The numbers showed the after-tax rate an insured would have to earn on his or her premium payments to outperform the life insurance contract. Under reasonable assumptions about life expectancies and no policy loans, the insurance contracts were projected to provide very competitive returns to insureds who kept the policies until they died.
Black cites several examples. In one case of a tax-free Section 1035 policy exchange, a 76-year-old client considered transferring $127,590 of cash value to a new policy that provided a $231,830 death benefit.
The client initially considered taking the funds and investing them, so Black ran several illustrations that showed the IRR for different life expectancies.
"If he lives to age 85, he would have to earn 6.15% annually after taxes on that money to have it grow to an amount equal to the life insurance," says Black, in an interview with AdvisorOne. "But let's push him out five years beyond life expectancy. He would have to earn 4.06% per year after taxes to have that $127,000 grow to the $231,830 in life insurance."
The numbers also work for multi-premium cases, Black maintains.
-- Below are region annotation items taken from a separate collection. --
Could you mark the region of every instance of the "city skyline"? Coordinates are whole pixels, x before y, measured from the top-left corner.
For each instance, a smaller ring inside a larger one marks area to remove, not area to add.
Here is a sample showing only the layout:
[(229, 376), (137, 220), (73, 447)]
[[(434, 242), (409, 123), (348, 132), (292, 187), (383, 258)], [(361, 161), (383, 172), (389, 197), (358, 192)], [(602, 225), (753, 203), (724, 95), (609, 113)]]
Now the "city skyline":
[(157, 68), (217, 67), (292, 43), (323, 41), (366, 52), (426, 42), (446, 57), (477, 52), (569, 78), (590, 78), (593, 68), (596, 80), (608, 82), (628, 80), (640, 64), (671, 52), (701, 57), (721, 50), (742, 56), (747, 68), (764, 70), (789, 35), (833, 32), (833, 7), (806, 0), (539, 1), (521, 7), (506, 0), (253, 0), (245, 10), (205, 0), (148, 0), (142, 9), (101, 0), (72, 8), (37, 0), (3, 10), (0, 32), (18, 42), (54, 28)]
He has an 84-year-old client whose wife is 81; they are buying an $855,000 policy for an annual premium of $37,000. The numbers still favor the life insurance, says Black.
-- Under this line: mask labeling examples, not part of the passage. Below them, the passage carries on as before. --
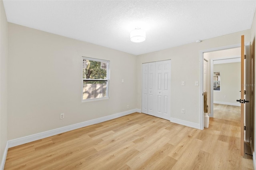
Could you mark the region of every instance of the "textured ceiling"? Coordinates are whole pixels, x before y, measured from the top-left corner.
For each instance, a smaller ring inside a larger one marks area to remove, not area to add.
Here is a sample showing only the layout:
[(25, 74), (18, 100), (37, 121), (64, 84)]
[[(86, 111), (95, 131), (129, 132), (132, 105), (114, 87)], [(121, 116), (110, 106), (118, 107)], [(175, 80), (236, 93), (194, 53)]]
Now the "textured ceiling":
[[(10, 22), (138, 55), (251, 28), (255, 1), (4, 0)], [(146, 40), (130, 41), (139, 27)]]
"If they live 10 years until he's 94 and she's 91, which is beyond life expectancy, they'd have to earn 14.42% per year after taxes to beat that deal. If they lived 15 years until he's 99 years of age and she's 96, they would have had to earn 4.96% per year after taxes to beat that."
The catch is that it's the client's heirs who will reap the benefits of the higher IRR—the client won't receive any lifetime cash flow or realization of the policy's values. But as yields available to conservative investors continued to fall, Black began considering life insurance as an asset class and not just a risk management product.